HEALTH chiefs have issued advice to Wearsiders about the winter vomiting bug amid an expected rise in cases.
Experts from the Health Protection Agency (HPA) in the North East say reports of sickness and diarrhoea start to increase at this time of year.
To help stop the spread of the illness, they are urging sufferers to stay away from work and school until they have been free of symptoms for 48 hours.
People who have had the bug are also being urged to wait two days before visiting relatives in hospitals or care homes.
Most bouts of winter vomiting are caused by the norovirus infection, which affects up to one million people in the UK each year.
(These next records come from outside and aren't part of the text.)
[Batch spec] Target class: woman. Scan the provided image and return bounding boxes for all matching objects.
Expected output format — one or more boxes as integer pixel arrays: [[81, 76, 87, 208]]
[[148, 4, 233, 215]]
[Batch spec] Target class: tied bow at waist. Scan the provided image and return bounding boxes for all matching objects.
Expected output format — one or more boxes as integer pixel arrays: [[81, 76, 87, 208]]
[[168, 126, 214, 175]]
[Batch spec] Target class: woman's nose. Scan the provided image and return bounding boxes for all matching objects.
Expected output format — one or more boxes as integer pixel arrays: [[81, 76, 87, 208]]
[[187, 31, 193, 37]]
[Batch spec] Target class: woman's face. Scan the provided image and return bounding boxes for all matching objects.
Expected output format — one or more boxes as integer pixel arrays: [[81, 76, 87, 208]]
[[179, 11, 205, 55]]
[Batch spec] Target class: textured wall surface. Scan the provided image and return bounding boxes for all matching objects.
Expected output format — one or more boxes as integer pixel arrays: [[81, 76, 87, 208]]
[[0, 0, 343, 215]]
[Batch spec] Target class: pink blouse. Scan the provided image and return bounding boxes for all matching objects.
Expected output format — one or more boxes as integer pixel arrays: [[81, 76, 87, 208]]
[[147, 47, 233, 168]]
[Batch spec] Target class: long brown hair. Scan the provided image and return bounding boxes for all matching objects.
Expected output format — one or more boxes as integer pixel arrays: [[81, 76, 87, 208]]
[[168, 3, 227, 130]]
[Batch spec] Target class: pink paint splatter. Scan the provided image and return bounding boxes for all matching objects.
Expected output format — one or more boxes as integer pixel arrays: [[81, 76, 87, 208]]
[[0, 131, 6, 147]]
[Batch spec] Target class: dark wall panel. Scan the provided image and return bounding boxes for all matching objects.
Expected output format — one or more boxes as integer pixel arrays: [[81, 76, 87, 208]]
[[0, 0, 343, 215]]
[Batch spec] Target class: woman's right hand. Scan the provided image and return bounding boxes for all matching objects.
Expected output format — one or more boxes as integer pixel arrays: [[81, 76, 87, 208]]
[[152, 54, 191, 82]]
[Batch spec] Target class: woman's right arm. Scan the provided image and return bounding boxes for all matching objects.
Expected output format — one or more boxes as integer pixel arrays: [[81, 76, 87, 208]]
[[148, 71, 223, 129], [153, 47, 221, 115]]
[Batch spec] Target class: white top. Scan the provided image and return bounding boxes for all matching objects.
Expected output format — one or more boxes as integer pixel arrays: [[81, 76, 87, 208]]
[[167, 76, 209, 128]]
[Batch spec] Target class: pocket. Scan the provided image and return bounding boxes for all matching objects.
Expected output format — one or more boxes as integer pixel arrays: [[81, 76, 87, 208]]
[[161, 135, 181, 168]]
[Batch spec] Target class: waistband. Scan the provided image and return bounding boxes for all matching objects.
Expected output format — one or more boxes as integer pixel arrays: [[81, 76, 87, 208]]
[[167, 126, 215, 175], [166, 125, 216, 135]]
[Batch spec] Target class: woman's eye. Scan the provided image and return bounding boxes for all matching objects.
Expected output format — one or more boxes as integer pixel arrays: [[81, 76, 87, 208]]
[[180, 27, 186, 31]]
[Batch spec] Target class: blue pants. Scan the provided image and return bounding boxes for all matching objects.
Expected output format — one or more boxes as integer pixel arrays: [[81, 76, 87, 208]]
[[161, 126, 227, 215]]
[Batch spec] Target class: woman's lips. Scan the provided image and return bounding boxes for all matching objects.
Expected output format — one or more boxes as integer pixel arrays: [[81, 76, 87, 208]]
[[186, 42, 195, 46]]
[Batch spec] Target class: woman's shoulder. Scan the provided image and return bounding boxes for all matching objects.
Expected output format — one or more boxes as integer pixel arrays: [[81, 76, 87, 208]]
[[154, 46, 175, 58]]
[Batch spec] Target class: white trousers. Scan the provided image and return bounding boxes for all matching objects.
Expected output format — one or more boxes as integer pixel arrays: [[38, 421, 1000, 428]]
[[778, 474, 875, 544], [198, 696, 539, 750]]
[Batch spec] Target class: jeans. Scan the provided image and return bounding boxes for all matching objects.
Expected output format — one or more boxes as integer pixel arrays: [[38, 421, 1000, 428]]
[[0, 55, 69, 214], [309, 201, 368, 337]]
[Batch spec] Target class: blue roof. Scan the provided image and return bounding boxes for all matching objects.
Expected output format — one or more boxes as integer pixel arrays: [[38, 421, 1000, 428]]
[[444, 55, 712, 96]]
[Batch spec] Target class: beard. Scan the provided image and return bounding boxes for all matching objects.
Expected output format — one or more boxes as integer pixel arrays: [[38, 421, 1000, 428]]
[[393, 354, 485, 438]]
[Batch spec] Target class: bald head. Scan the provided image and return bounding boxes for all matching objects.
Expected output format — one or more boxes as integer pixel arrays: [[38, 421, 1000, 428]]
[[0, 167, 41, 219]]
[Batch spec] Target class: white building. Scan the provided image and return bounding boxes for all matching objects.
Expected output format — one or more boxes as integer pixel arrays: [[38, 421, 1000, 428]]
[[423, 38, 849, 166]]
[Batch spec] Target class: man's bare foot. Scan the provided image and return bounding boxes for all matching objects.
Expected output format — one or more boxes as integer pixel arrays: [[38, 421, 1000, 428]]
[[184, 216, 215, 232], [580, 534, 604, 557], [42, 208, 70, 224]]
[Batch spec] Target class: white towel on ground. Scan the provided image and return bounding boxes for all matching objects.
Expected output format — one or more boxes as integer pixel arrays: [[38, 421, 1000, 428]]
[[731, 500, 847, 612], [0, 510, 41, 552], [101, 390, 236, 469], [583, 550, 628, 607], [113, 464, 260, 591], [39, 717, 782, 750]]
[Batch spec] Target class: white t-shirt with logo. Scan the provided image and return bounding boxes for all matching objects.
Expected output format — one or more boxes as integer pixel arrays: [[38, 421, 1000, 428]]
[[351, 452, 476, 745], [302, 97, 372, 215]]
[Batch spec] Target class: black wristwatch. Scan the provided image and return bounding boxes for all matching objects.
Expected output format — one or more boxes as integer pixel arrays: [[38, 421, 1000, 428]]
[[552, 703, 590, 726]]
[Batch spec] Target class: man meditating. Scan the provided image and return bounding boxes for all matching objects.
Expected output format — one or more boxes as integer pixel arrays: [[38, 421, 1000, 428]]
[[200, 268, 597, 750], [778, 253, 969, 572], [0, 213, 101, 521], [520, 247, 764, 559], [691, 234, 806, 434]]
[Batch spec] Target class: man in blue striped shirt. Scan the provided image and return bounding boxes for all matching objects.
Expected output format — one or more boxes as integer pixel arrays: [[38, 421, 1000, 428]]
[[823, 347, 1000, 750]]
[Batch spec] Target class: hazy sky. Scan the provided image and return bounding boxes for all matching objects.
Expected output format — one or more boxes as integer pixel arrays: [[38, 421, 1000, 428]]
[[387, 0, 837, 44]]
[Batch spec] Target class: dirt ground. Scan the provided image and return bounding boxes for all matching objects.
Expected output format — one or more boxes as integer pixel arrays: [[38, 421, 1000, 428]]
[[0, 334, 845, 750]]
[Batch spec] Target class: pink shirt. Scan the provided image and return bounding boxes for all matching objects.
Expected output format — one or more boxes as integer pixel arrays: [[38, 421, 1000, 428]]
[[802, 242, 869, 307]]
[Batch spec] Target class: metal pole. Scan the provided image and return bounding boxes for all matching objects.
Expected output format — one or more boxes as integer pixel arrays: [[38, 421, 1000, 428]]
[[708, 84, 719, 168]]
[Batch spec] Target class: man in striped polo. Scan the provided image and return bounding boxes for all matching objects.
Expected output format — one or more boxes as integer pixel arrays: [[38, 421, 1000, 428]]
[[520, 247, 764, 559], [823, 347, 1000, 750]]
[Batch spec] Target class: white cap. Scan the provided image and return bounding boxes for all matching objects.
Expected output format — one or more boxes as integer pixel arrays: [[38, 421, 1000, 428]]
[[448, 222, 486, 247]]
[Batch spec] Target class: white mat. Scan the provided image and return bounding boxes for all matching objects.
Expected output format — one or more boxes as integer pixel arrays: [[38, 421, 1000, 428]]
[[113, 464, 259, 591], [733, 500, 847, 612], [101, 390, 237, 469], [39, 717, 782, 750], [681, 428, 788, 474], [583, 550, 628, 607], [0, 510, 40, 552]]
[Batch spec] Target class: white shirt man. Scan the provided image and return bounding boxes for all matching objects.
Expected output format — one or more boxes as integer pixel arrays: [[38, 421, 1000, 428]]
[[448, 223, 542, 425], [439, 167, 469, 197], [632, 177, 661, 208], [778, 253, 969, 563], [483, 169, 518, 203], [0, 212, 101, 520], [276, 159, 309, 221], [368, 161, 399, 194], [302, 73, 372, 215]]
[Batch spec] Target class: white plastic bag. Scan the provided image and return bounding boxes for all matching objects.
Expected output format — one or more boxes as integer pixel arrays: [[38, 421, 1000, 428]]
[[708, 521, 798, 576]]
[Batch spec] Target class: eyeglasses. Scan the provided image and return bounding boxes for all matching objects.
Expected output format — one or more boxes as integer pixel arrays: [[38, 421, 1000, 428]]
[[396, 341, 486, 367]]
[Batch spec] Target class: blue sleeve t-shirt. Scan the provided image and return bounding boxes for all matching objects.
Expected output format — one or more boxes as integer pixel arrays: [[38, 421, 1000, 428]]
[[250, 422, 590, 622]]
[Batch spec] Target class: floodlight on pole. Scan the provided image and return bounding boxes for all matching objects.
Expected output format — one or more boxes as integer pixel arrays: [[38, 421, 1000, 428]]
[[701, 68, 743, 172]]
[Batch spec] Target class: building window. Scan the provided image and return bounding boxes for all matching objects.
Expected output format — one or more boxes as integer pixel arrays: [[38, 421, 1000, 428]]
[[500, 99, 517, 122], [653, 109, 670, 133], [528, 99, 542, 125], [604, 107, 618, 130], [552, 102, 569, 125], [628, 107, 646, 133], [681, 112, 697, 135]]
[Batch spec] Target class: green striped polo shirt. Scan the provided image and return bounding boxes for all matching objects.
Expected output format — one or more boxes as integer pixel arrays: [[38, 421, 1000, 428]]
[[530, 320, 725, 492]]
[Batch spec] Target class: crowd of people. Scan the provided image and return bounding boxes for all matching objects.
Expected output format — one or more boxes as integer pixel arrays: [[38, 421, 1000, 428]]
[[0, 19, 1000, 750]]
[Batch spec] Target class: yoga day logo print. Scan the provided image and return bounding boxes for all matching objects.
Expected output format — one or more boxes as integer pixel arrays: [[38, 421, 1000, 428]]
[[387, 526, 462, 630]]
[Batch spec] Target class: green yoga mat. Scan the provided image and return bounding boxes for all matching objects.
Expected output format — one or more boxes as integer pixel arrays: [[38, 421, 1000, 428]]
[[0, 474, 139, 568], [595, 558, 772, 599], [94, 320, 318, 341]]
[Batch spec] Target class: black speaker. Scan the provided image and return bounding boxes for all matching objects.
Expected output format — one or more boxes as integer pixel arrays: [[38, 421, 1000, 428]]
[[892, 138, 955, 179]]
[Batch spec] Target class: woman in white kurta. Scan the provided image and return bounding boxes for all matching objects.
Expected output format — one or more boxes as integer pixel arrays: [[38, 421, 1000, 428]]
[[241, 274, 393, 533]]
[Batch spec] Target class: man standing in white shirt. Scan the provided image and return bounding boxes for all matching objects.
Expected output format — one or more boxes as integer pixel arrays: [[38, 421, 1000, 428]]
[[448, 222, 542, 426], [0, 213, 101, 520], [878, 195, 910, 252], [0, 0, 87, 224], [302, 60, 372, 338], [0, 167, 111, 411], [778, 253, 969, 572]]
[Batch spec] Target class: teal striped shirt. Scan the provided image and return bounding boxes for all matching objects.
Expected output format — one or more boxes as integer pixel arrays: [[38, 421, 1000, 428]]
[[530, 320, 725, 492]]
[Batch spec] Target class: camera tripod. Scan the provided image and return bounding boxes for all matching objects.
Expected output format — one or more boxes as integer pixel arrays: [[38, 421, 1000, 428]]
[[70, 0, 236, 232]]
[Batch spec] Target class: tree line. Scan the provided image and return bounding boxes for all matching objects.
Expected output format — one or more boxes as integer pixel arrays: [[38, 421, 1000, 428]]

Dr Deb Wilson, from the HPA in the North East, said: “Norovirus is highly infectious and it can spread rapidly in semi-closed communities such as hospitals, care homes, sheltered housing accommodation and schools, which is why people should stay away from work or school until they have been free of symptoms for 48 hours.
“People feel very unwell when they have a norovirus infection, but it is not usually necessary to seek medical advice unless symptoms persist for more than a few days.
“They should stay at home and take plenty of fluids until they are free of symptoms for 48 hours. If the illness persists for more than a few days, they should contact their family doctor by phone or take advice from NHS Direct either by calling 0845 4647 or visiting www.nhsdirect.nhs.uk.
“If you live in County Durham or Darlington, you can also call the new 111 service.”
City Hospitals Sunderland, which runs Sunderland Royal Hospital, said it had so far seen fewer cases of norovirus compared to recent years.
A spokesman said: “City Hospitals Sunderland has not seen a rise in patients presenting with norovirus symptoms this winter. In fact, we are currently experiencing less than we have seen in recent years.”
There is no treatment for norovirus – sufferers should let the illness run its course. Most people make a full recovery within one or two days.
The main symptom of the illness is vomiting, which can be projectile, and is sometimes accompanied by diarrhoea. Some people may have a raised temperature, headaches and aching limbs.